Seine Augen zogen sich gefährlich zusammen, zu Schlitzen.
„Maschine? Was meinst du?“
Er stellte sogar das Kauen ein.
„Na, weiss nicht. Eben irgendwas, was man nur in der Nacht hört. Das über den Boden schabt und schlirrt. Was weiss ich. In dem Zimmer über mir. Wo dein Sohn wohnt.“
„Hm? Der ist längst ausgezogen. Der wohnt wieder bei seiner Ma.“
Er blickte kurz nach rechts, in das bewusste Zimmer, in das, wie ich erfuhr, sein halbstarkes Töchterchen eingezogen war, Greta. Da konnte sie in Ruhe knutschen, mit ihrem neuen Freund, der kein Punk war, sondern Singer/Songwriter, so Zeugs.
„Aber keine neue Maschine“, meinte Gus. "Die haben wir nicht."
„Und woher kommt dann jede Nacht dieser verfluchte Krach?“
"Was fürn Krach?"
"Na, so ein.. dunkles Rascheln, Geschepper.."
"Rascheln?" Plötzlich erhellte sich seine Miene. „Jetzt weiss ich, was du meinst! NATÜRLICH!“ Er gluckste. „Das ist Fritz!“
„Fritz?“
„Ja, Fritz! Greta hat sich doch einen Goldhamster gekauft. Fritz läuft jede Nacht im Rad, wie ein Bekloppter...! Fritz macht den Sound! Ich bin die ersten Tage auch nachts wach geworden und hab gedacht, was ist das für ein scheiß Gepolter hier? Hat da einer die Spülmaschine angelassen? Aber nee, das ist der Fritz, der neue Hamster, Mann!“
Gus kaute fröhlich sein Baguette weiter. Auch ich war erleichtert.
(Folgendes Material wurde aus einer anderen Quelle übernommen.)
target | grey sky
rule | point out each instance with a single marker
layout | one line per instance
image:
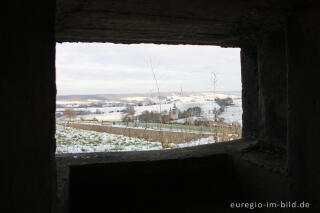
(101, 68)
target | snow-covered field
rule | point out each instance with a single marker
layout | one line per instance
(231, 114)
(70, 140)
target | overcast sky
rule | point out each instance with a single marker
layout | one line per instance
(103, 68)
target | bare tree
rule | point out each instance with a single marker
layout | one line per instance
(70, 113)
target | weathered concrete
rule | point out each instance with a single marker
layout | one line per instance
(28, 83)
(250, 92)
(272, 75)
(217, 22)
(28, 107)
(304, 102)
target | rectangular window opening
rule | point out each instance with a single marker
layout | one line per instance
(116, 97)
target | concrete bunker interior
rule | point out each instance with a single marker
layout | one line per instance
(280, 61)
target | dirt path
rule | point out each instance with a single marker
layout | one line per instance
(150, 135)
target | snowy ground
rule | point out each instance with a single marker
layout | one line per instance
(232, 113)
(70, 140)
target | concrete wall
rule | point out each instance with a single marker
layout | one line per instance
(303, 35)
(28, 106)
(250, 92)
(272, 78)
(288, 97)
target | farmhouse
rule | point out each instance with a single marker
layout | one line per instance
(174, 113)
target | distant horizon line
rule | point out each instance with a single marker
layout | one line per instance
(132, 93)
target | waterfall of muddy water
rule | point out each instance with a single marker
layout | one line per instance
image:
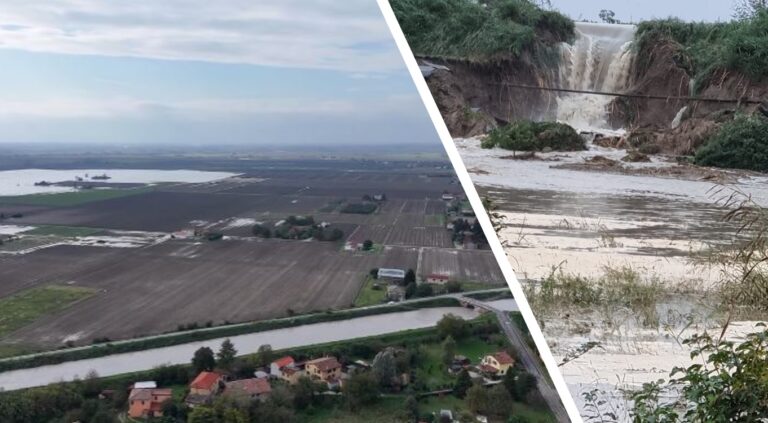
(599, 60)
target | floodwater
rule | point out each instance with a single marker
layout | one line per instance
(299, 336)
(22, 182)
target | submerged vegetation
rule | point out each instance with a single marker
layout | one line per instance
(526, 135)
(739, 144)
(738, 45)
(479, 30)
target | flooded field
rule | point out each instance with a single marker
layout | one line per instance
(582, 222)
(22, 182)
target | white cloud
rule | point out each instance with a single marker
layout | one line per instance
(205, 109)
(324, 34)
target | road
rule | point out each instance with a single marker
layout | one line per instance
(528, 358)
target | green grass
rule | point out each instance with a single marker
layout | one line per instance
(62, 231)
(370, 296)
(25, 307)
(76, 198)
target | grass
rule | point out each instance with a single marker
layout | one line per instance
(62, 231)
(526, 135)
(369, 295)
(466, 29)
(75, 198)
(27, 306)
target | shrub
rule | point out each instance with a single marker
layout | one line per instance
(526, 135)
(739, 144)
(479, 30)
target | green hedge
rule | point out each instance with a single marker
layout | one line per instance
(738, 144)
(526, 135)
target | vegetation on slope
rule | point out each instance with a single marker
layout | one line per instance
(526, 135)
(479, 30)
(708, 47)
(738, 144)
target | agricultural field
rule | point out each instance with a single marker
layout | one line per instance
(148, 260)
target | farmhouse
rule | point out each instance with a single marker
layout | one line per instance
(391, 274)
(438, 279)
(327, 369)
(247, 390)
(500, 362)
(203, 388)
(144, 402)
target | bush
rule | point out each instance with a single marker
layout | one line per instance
(739, 144)
(526, 135)
(479, 30)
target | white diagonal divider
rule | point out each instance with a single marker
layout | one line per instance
(481, 213)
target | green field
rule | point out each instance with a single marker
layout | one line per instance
(76, 198)
(370, 296)
(25, 307)
(62, 231)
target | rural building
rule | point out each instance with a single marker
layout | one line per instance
(327, 369)
(500, 361)
(276, 367)
(391, 274)
(292, 375)
(204, 387)
(438, 279)
(147, 402)
(247, 390)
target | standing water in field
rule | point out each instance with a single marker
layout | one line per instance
(599, 60)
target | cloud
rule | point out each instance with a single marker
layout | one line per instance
(320, 34)
(206, 109)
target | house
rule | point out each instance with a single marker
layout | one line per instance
(276, 367)
(500, 361)
(438, 279)
(203, 388)
(391, 274)
(147, 402)
(326, 368)
(292, 375)
(247, 390)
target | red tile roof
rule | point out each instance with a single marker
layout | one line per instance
(205, 380)
(503, 358)
(283, 361)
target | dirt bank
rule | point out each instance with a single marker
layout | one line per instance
(472, 96)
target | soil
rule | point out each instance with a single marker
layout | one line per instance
(473, 99)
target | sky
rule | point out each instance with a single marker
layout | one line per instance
(636, 10)
(204, 72)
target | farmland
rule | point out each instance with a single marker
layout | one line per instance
(141, 256)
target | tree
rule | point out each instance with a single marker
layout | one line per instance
(608, 16)
(203, 360)
(361, 389)
(385, 369)
(462, 385)
(452, 325)
(519, 384)
(747, 9)
(226, 355)
(477, 398)
(449, 350)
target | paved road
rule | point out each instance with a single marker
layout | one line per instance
(529, 359)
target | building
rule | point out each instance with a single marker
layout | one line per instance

„Ich dachte schon, du würdest hier oben heimlich Gefangene machen und aufkochen.“
Er verstand nicht. "Hä..?"
„Schon gut“, sagte ich.
Wir einigten uns darauf, dass er den Hamsterkäfig unterfütterte, mit einer Schaumstoffunterlage vielleicht, damit wieder Ruhe war im Haus. Die Mauern in unserem Altbau waren so dünn, sie wirkten eher wie Resonanzböden. Es war die Hölle.
Gus, ein Handwerker, nahm Fahrt auf.
„Ich hab noch so ne blaue Turnmatte von früher im Keller. Kennst du bestimmt auch, die schweren Dinger, auf denen wir in der Schule Flick-Flack geübt haben, Rolle rückwärts und son Kack. Was so ne Matte dämpft, glaubt man nicht. Da kannst du ne Elefantenkuh draufschmeissen und bumsen, hört kein Schwein. Die Matte kommt unter den Käfig, dann hörst du nicht mal mehr, wenn Fritz zum Wassernapf tippelt..“
"Super Sache", sagte ich.
Wir reichten uns kurz die Hand. Greta kam aus ihrem Zimmer und guckte mich schräg von der Seite an.
Was will der Blödmann denn schon wieder?